= Electrical Women's Round Table =

American organization for women in the electrical industry

The Electrical Women's Round Table (EWRT) was an American organization founded in 1923 to provide a professional network for women in the electricity industry. The organization was incorporated in the state of New York in 1927, became a national organization in 1948, and in 1998 expanded its scope again, to become the Women's International Network of Utility Professionals (WiNUP).
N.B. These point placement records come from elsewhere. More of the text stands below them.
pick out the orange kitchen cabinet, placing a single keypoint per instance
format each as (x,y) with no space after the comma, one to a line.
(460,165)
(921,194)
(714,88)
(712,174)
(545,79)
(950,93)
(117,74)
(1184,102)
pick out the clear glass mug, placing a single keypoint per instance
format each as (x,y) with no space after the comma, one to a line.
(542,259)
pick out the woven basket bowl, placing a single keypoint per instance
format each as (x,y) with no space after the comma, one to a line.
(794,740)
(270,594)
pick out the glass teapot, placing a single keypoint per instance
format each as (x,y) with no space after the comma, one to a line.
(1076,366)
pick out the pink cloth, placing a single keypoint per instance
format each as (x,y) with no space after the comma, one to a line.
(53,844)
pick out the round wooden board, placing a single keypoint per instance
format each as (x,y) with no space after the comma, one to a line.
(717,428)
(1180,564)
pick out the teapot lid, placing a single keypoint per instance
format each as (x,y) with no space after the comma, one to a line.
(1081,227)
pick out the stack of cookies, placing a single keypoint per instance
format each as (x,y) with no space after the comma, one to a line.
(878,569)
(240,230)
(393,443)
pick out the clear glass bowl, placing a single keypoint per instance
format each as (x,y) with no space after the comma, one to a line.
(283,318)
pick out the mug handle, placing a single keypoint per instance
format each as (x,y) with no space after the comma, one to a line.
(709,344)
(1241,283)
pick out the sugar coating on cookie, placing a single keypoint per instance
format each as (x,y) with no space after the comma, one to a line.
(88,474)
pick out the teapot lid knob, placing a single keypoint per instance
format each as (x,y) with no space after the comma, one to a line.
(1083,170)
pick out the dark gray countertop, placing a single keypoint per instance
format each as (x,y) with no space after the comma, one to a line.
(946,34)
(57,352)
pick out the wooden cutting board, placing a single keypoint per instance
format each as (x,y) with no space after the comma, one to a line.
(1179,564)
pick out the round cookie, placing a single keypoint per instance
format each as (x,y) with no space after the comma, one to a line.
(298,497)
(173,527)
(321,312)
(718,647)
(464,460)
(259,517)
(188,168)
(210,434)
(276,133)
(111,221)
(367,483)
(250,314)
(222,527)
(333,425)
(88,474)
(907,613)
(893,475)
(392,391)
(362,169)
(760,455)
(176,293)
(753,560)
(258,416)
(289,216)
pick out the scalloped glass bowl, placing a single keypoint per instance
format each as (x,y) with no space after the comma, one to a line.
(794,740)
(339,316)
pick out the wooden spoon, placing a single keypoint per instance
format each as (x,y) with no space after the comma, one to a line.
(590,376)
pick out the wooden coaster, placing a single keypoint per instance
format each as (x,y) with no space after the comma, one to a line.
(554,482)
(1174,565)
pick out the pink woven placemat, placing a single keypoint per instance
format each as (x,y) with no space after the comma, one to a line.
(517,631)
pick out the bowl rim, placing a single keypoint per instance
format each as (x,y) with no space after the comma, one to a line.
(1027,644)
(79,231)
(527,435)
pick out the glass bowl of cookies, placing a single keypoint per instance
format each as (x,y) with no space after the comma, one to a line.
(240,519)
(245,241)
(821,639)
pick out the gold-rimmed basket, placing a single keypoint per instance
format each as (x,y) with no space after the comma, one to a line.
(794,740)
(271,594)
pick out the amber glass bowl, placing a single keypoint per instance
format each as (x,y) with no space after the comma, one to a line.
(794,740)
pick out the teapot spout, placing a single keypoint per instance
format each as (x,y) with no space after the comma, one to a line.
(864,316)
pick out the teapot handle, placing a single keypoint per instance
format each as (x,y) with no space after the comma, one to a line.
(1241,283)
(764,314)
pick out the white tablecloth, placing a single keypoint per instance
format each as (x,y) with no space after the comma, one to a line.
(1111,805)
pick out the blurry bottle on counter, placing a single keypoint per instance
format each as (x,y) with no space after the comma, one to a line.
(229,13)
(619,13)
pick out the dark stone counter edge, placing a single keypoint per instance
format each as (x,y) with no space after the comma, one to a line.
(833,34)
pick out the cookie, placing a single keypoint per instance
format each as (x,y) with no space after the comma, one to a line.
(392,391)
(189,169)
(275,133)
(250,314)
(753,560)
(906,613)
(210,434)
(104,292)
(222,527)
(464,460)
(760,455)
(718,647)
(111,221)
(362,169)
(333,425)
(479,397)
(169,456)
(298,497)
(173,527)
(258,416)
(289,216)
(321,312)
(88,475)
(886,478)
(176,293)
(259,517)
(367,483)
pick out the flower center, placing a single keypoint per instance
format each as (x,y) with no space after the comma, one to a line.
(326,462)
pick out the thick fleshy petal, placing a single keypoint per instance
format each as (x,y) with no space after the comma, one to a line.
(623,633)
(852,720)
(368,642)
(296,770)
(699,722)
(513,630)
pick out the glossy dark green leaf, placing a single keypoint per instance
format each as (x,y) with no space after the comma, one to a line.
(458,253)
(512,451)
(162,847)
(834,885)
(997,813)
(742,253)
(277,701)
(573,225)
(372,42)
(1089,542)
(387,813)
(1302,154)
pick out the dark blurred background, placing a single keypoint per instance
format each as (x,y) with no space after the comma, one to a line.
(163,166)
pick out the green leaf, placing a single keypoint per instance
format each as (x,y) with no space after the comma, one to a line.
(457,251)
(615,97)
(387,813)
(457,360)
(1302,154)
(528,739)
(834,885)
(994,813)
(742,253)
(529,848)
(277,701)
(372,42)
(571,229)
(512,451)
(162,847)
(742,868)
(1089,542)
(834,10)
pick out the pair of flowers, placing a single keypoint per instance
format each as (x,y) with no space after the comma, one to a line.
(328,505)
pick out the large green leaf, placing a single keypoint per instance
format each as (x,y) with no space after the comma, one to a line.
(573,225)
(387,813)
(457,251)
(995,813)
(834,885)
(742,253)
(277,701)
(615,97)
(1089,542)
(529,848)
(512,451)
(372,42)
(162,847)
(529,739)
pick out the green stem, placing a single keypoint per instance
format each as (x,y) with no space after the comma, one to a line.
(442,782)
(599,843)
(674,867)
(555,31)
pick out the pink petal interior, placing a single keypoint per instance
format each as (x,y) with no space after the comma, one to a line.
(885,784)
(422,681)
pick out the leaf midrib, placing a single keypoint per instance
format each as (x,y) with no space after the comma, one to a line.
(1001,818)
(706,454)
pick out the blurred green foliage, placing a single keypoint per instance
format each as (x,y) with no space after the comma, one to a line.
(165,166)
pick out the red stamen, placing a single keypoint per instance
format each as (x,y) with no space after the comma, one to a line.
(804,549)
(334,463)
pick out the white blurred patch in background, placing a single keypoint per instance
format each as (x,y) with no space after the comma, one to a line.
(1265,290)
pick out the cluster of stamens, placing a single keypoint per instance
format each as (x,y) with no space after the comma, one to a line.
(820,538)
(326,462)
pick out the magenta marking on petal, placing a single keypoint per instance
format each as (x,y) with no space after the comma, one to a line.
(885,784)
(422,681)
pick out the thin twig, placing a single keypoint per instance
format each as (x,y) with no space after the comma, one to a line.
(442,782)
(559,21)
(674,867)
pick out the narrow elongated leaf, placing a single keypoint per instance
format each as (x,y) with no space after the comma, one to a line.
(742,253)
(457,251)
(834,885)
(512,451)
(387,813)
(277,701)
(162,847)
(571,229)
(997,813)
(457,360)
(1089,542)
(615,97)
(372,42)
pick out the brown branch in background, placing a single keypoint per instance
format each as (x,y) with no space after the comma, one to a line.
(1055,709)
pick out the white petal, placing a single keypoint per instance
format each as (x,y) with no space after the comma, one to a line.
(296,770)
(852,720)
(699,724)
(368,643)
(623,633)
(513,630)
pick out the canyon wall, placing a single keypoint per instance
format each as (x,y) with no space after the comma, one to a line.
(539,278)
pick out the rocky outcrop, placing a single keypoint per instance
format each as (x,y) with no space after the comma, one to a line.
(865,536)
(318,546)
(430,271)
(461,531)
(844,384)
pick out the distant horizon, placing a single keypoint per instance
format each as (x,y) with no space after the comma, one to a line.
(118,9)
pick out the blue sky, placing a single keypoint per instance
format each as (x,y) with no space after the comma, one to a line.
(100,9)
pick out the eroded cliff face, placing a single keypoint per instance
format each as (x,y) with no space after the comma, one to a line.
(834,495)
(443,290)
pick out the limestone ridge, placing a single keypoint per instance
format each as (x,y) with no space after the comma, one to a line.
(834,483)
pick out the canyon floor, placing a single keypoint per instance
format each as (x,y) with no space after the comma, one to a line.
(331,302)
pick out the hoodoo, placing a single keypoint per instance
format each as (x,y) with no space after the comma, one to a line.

== Founding and early years ==
The Electrical Women's Round Table was founded by seven women attending the Society for Electrical Development meeting in 1923, and incorporated in New York in 1927 with more than fifty charter members in the New York area. Ada Bessie Swann of New Jersey was a charter member and first chair of the group. "We believe this to be the first group of its kind," wrote board member Lilian Cassels in 1925. It welcomed women working in all aspects of the electricity industry, including home economists, electricians, editors, teachers, designers, businesswomen, and engineers. In 1927, the group produced a children's pantomime, "Cinderella's House", performed at an exposition of women's arts and industries in New York.

== After 1948 ==
The Electrical Women's Round Table held its first national annual conference in 1954, in St. Louis. The first day of workshops was open to the public, especially educators and representatives of allied fields. They awarded scholarships, hosted speakers, and promoted the safe use of electricity in the home, through educational outreach to women. The Round Table had 24 chapters nationwide by 1974. Local chapters held social events and fundraisers. For example, the Portland, Oregon, chapter offered men's cooking classes in the 1970s. A chapter in Tennessee held a poster contest about energy conservation in 1975, and an Indiana chapter published a cookbook in 1992.

In 1998, the organization expanded its geographic and professional scopes, and was reorganized as the Women's International Network of Utility Professionals (WiNUP).